Friday, 10 October 2008

Crusaders review on Bookgeeks

There's a very thoughtful Crusaders notice just gone up on the Bookgeeks site, written by Simon Appleby, with a lot of attention paid to some of the internal parallels of character and theme and situation and whatnot. He goes on to say, "Crusaders is a very well-written, tightly-plotted and above all character-driven novel, and Kelly puts his fascination with film to good use with some very cinematic scenes, while the phonetically-rendered Geordie dialogue quickly becomes second nature for the reader... I did not know what to expect from Crusaders - but having finished it, I am kicking myself for not having read it eight months ago." That's great, and I hope a good few other potential readers who were resistant to a £14.99 Royal format paperback back in January might feel themselves drawn to the svelte £8.99 B format now in stores...

Thursday, 9 October 2008

Roman Polanski - Wanted and Desired: BBC4 Monday Oct 13th, 10pm

I'm pleased to see the much-admired Polanski doc airs on BBC4's Storyville strand next Monday. The blurb goes likes so: "Thirty years ago, Roman Polanski was convicted of unlawful sexual intercourse with a minor. After serving 42 days in prison, he fled the US and has never returned.

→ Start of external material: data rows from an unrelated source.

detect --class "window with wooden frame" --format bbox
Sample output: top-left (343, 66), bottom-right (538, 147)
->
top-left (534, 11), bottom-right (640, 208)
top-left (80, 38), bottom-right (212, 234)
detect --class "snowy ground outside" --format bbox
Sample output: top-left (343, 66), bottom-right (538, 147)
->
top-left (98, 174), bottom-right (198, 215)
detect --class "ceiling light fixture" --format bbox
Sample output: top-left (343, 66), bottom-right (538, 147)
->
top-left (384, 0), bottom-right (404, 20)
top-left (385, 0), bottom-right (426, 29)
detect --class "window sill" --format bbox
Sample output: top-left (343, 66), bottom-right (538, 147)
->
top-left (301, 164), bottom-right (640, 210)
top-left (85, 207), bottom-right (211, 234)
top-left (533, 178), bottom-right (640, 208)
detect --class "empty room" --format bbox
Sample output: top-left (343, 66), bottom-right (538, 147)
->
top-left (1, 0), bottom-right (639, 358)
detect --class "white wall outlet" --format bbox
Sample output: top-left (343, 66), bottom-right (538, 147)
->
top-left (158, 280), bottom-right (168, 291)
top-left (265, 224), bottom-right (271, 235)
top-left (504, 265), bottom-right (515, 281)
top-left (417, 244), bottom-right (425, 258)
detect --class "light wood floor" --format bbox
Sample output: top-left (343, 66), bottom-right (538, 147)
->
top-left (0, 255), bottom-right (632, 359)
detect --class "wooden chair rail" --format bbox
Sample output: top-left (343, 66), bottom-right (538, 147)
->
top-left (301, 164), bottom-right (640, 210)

Roman Polanski - Wanted and Desired reopens this complex and controversial case and explores what happens when one of the world's most famous directors gets trapped inside one of his own movies."
I just now re-read the chapter of Polanski's memoir Roman wherein he revisits the sexual episode with the young girl during a Vogue Hommes photo-shoot; his subsequent arrest, to his apparent surprise; those 42 scary days he spent in Chino jail on the orders of the curious Californian Judge Rittenband; and his flight to London and then Paris once he realised that further and protracted punishment might be in store.
So I'm curious to see how the doc tells this tale. I'm aware Rittenband is a controversial figure; also that the girl, now a woman, who has forgiven Polanski, is nonetheless considered a victim of a grave assault by those who have studied the police reports.
The only thing that bugs me about that blurb above is the stuff about Polanski 'getting trapped inside one of his movies', which piles into an especially high load of old media horseshit about Polanski. They first said that in 1969, after Charles Manson's ratbag hippie acolytes murdered Polanski's pregnant wife, and why? Because he'd made Rosemary's Baby. It's slovenly journalism that exhibits a strange and sudden newsman's piety toward the supernatural. Does it work in reverse too? Is Polanski 'trapped' inside The Pianist since the Nazis murdered his mother in a concentration camp?
Anyhow, we shall watch and see...

Wednesday, 8 October 2008

Money: formerly the best thing money could buy

I had to go straight to Reuters this morning just to feel as goddamn low as possible, in this case with some coverage of the IMF’s latest grim World Economic Outlook. The facts, as bald as we know 'em to be - ‘the world economy is now entering a major downturn in the face of the most dangerous shock in mature financial markets since the 1930s.’ The IMF confirm that Europe and the US are in a special pit of hell, but China and India, if looking at slower growth, will be ‘supported by solid private consumption.’ Lucky them. But we’ll be tightening our belts round this household, no bloody fear.
Still, I couldn’t quite resist checking in on Hamish McRae at the Independent, since he was offering the headline ‘Amid all the panic, there is some good news.’ And to his mind the good news can be summarised thus:
- ‘The Bank of England can and will cut interest rates, which will make things easier for borrowers and for the commercial banks themselves.’ (A prediction Gordon Brown had the pleasure of confirming as reality around lunchtime.)
- ‘the vast majority of British people will be able to go on servicing their mortgages… the home loans the banks swap for cash at the Bank of England will not involve any loss to the Bank or ultimately the taxpayer.’ (I like this faith in the Good Old Vast Majority of British people currently renting their homes from the banks...)
- 'There is virtually no theoretical limit to the amount of money a central bank can create… The big point here is that the modern state has enormous financial power. Providing confidence in its own competence is maintained it can borrow on an almost unthinkably large scale.’ (If this is good news then I'd rather get back into my little pit of hell and wait for the burning to stop. Still, confidence of all kinds is what we're after right now.)